Posted 1:44 P.M.
Saf Fahim, architect, Archronica speaking on the newsroom of the future:
“I think nesrooms need as much innovative as the organization all together. The community is now part of that structure.”
“It is a monumental task.”
“The process itself that we’ve learned is also elusive and difficult because how do you find a method that finds what the future is going to be like, it’s virtually an impossible task.”
“Any dogmatic vision does not work.” Organizations say they want to build the best media group there is, but that’s not possible.
“One of the major challenges is the timeframe your organization put” on the project.
“There is a fund role for research and without that, it is almost a suicidal attempt to put your money into a project and assume” your going to have something for the future.
“We don’t want to draw a conclusion of what the century is going to be, what the century wants us to do; it’s just brush strokes, what’s out there.”
It seems that software is taking over hardware
Citing map on screen, he says Europe is ahead. “Europe was modernizing very quickly.”
Japan is also taking “huge strides to go forward.”
1:54 P.M.
The U.S. had a very different profile in the 80s. “Innovation was not really a central focus. It was a backlash to the 60s and 70s, which were very progressive periods.”
Mergers after the dotcom bust failed to produce anything of substance in the world of media
His firm worked on “Media Organization of the 21st Century” with AP. They felt something need to be changed to catch up with time.
- Showing image of AP concept newsroom from 1993: “Here you have an early sign of how and where you get the community involved within the operation.”
- There would be morning interactions with the readers.
- No fixed seats, large screens. “The newsroom [would] become a totally flexible place. There really is no reason we found that you should be sitting in particularly cubicle or one particularly office.”
- “The place where people meet is very hostile,” for instance conference rooms. The atmosphere did not give a feeling of collegiate interaction.” They wanted a place where people could truly collaborate.
2:04 P.M.
They discovered they needed some kind of training facility to teach technology, organizational skills and structures and feel this is going to work for them.
So, they wanted to find a school but did not find what they were looking for. They went to Columbia — they weren’t interested. “All the universities with a big name in journalism did not want to be involved in the project. Only the new and upcoming schools [were interested].”

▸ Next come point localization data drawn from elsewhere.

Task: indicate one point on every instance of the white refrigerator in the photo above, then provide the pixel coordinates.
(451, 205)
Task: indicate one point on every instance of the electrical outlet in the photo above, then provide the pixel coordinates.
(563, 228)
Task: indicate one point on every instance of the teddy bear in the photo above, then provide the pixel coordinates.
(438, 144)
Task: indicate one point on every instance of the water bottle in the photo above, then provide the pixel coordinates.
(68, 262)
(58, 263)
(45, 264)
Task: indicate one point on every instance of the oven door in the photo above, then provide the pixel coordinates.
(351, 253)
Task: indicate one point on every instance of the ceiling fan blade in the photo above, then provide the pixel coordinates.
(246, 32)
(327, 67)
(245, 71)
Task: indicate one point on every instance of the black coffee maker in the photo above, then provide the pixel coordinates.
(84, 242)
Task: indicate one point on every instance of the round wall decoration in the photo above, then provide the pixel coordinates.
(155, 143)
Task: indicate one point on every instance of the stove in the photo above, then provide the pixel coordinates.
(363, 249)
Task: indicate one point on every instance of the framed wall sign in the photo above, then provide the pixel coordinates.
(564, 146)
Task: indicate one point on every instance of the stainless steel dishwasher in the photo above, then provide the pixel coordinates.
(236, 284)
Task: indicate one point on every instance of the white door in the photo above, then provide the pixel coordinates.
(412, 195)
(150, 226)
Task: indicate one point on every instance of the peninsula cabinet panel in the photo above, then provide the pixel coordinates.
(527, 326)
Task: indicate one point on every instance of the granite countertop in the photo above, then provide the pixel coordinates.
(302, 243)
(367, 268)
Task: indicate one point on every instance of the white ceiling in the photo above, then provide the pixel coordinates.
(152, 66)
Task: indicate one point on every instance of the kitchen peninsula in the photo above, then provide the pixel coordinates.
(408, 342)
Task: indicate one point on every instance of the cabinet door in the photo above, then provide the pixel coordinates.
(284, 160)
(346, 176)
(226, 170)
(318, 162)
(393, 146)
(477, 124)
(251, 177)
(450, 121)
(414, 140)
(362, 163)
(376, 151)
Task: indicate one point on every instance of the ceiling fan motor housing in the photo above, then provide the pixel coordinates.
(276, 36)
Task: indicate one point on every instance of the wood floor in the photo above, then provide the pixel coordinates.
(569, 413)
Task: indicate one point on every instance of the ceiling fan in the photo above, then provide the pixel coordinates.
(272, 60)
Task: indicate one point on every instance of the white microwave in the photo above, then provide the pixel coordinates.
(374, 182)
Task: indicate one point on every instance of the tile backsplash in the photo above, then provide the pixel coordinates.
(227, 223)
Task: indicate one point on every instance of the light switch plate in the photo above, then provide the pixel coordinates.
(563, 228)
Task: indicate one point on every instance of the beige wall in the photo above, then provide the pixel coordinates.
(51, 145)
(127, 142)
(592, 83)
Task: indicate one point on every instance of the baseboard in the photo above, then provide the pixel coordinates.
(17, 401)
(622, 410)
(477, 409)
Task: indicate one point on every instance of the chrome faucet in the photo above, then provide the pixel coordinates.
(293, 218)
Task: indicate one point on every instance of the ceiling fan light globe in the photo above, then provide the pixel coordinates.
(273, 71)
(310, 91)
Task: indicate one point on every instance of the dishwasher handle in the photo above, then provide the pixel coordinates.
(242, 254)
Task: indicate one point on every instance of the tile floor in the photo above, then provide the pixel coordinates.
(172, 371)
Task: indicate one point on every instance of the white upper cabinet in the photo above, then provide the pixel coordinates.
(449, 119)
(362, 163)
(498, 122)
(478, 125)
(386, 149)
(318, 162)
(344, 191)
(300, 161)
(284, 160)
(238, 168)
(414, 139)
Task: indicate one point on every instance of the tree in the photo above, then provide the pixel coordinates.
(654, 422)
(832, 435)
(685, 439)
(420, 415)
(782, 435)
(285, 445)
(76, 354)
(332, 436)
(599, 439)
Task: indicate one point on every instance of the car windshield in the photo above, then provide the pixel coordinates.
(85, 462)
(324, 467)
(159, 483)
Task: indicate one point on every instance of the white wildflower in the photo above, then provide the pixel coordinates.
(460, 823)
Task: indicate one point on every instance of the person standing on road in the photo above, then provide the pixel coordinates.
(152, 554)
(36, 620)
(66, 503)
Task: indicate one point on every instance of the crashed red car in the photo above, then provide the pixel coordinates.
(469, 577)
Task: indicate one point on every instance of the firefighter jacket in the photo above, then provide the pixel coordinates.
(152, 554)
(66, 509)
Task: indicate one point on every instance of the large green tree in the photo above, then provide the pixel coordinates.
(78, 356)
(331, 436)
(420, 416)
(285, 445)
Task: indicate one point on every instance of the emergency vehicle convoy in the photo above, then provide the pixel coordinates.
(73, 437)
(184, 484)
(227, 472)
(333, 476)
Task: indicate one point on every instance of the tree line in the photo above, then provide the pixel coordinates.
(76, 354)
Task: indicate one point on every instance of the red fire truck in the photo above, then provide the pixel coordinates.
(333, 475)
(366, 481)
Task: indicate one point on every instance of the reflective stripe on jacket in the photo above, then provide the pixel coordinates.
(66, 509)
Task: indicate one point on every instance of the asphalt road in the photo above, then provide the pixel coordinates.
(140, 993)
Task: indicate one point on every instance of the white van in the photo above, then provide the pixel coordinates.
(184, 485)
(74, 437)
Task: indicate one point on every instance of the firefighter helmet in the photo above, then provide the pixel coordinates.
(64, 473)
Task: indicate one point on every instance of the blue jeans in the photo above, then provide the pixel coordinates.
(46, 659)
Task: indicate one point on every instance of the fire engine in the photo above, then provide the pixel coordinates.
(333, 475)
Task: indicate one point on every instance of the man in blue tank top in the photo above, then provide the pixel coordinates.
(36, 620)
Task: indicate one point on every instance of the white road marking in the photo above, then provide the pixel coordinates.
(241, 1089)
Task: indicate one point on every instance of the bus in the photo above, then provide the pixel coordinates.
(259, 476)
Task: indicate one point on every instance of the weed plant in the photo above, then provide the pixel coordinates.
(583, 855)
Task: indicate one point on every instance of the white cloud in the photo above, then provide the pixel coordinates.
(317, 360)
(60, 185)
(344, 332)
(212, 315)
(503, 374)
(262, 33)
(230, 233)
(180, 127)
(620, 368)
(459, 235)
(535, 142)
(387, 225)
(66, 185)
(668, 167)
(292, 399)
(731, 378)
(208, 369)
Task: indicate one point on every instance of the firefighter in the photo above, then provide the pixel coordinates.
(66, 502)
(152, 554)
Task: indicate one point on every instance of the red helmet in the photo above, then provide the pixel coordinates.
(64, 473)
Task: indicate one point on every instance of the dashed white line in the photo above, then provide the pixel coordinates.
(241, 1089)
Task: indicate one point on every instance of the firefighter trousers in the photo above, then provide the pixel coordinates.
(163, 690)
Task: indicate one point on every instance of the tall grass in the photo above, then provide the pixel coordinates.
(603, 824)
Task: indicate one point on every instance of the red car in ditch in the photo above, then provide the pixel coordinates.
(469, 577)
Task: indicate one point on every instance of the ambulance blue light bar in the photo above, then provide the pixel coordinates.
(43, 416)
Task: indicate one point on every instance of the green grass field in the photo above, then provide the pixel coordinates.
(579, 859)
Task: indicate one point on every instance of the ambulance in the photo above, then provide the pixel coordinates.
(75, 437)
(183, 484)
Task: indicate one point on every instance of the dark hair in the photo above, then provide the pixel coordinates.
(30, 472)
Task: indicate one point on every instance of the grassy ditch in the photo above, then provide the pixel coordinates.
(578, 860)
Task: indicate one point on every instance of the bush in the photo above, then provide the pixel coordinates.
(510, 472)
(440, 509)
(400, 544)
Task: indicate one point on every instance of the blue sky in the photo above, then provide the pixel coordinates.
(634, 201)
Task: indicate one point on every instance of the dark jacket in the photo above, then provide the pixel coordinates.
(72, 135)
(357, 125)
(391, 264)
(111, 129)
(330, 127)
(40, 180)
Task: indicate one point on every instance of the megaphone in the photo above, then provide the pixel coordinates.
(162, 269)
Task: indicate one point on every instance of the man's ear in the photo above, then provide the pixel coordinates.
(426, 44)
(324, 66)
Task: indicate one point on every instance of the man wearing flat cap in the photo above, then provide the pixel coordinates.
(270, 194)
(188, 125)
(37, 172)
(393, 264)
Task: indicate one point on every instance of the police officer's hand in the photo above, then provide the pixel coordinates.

Fahim was asked to be involved in developing the curriculum. It was eventually determined that text was still important, but they also conceived what is now known as convergence.
What resulted was the Newsplex at the University of South Carolina.
- “For us, as architects, it means an intelligent building. … A totally flexible building that the users change, occupy” and that how they conceived the Newsplex plans.
- They found deficiencies in newsrooms, such as lighting and acoustics. They’ve addressed many of those issues in the Newsplex.
- Many groups from Europe and elsewhere have gone there to train. The building was able to accommodate them.
- The desks are movable and can be rearranged. The publisher is nearby and not isolated, which relates to what Chris O’Brien said about transparency in his introduction.
- They created a cybrarian in the Newsplex after concluding that journalism should not stop at news but how to inform society.
- They added bookshelves for old times sake.
After Newsplex, Archronica worked on projects in Malaysia and Greece.
“The mission of the journalist has changed.”
Q&A (posted 2:25 p.m.)
Q: Do you even need a physical newsroom when a backpack could be a newsroom?
Fahim: Don’t have to have a building, but you can learn by association.
“There is that collegian interface we found very critical within the location. If you dissolve the organization into community, how do you bring that together?”
How do you build what you need without a physical structure? You need to allow for easy exchange of ideas, such as conferences — a place where people can learn from each other.
No physical newsroom: “That’s a very interesting idea.”
Q from Gary Kebbel: What is the one thing that you find the most difficult when approaching newsrooms?
Fahim: “Change.”
People didn’t like the idea of moving desks. We didn’t suggest people lose personal space, because that’s very important for the creative process.
They proposed a personal space and a team space, each of which would be used when needed.